The reason the tests passed prior to Spring Framework 5.2.6 is that autowiring by type for the @Autowired EntityManager
field only worked due to a bug in DefaultListableBeanFactory
's implementation of getBeanNamesForType(Class<?>, boolean, boolean)
. Specifically, getBeanNamesForType()
maintained a stale by-type cache in which only the first SharedEntityManagerCreator
was cached. Thus there was only one autowire candidate. That bug was fixed in 5.2.6 in conjunction with #24852. After the fix, the example tests start to fail because there are now correctly two autowire candidates for the @Autowired EntityManager
field, and that results in the following exception.
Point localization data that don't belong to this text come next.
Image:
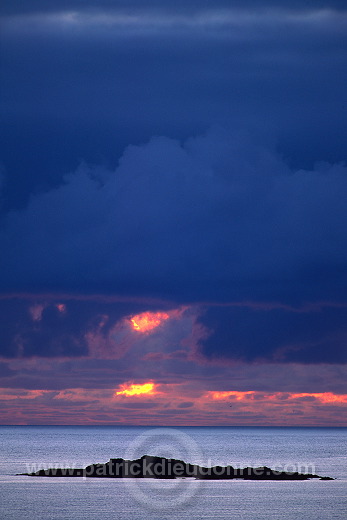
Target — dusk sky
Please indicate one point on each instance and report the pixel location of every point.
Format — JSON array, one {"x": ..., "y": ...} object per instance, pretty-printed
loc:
[{"x": 173, "y": 212}]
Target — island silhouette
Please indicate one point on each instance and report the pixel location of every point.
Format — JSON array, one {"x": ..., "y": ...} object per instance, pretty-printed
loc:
[{"x": 149, "y": 466}]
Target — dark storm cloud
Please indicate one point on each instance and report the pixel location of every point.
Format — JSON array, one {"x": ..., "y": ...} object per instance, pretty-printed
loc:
[
  {"x": 86, "y": 87},
  {"x": 276, "y": 335},
  {"x": 55, "y": 329},
  {"x": 218, "y": 218}
]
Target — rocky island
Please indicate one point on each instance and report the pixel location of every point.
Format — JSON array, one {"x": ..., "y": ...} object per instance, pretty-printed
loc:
[{"x": 162, "y": 468}]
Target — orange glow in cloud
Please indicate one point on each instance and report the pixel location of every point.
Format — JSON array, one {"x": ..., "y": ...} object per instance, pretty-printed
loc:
[
  {"x": 133, "y": 389},
  {"x": 148, "y": 320},
  {"x": 224, "y": 395}
]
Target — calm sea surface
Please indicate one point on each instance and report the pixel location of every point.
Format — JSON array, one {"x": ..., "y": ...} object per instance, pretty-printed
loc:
[{"x": 29, "y": 448}]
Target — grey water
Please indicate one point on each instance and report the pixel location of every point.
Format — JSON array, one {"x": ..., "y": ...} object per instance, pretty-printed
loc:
[{"x": 313, "y": 450}]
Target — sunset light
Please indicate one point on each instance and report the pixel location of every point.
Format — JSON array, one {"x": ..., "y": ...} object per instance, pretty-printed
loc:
[
  {"x": 148, "y": 320},
  {"x": 224, "y": 395},
  {"x": 133, "y": 389}
]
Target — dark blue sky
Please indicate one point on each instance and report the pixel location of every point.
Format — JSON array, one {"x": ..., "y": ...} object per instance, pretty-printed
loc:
[{"x": 164, "y": 155}]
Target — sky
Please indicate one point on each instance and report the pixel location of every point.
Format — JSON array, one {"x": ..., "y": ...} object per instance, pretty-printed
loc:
[{"x": 173, "y": 187}]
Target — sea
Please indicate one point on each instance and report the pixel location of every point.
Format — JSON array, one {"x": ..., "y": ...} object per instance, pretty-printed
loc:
[{"x": 308, "y": 450}]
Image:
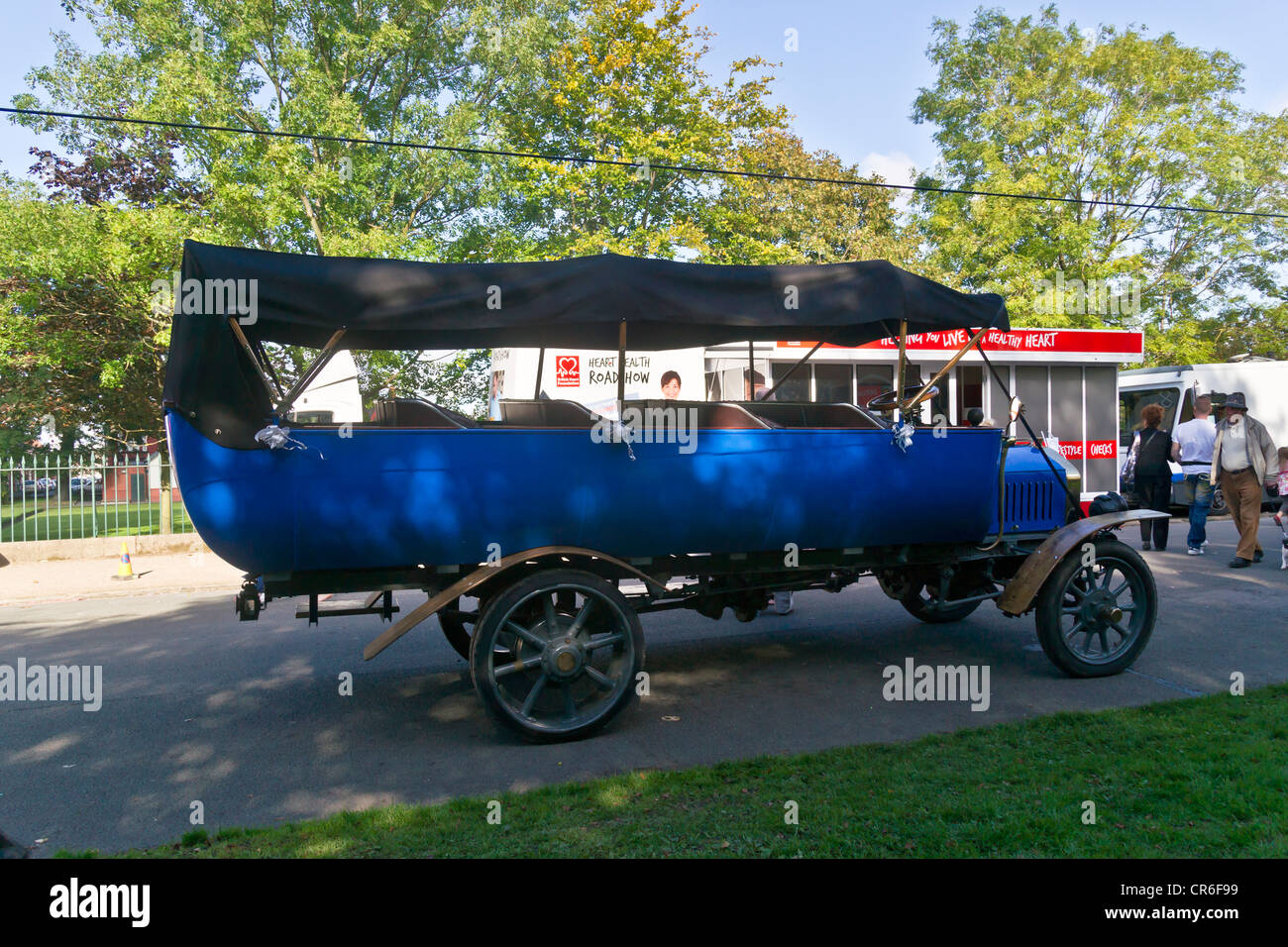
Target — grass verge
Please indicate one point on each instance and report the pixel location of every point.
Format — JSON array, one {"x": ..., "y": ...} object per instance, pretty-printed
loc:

org.springframework.beans.factory.NoUniqueBeanDefinitionException: No qualifying bean of type 'javax.persistence.EntityManager' available: expected single matching bean but found 2: org.springframework.orm.jpa.SharedEntityManagerCreator#0,org.springframework.orm.jpa.SharedEntityManagerCreator#1
at org.springframework.beans.factory.config.DependencyDescriptor.resolveNotUnique(DependencyDescriptor.java:220)
at org.springframework.beans.factory.support.DefaultListableBeanFactory.doResolveDependency(DefaultListableBeanFactory.java:1284)
at org.springframework.beans.factory.support.DefaultListableBeanFactory.resolveDependency(DefaultListableBeanFactory.java:1226)
at org.springframework.beans.factory.annotation.AutowiredAnnotationBeanPostProcessor$AutowiredFieldElement.inject(AutowiredAnnotationBeanPostProcessor.java:640)
... 38 more
Recommendations
- For developers encountering this issue in integration tests using
@ContextHierarchy
, there is a simple workaround: annotate each such test class with@DirtiesContext
. That will remove all application contexts that make up the context hierarchy after each test class, thereby avoiding pollution of the parent context. - The Spring Data JPA team should consider fixing this. We can foresee at least two options here:
- Use a well-defined bean name for the
SharedEntityManagerCreator
instead of a generated unique name. - Instead of directly using
BeanDefinitionReaderUtils.registerWithGeneratedName()
to register theSharedEntityManagerCreator
, SDJ could detect if there is already aSharedEntityManagerCreator
bean with an identical bean definition (excluding the bean name) before creating another one with a different generated name.
In light of the above we are closing this issue and recommending that https://jira.spring.io/browse/DATAJPA-1797 be reopened.
Comment From: iherasymenko
Thank you very much, @sbrannen. I pinged @schauder on the Spring Data Jira.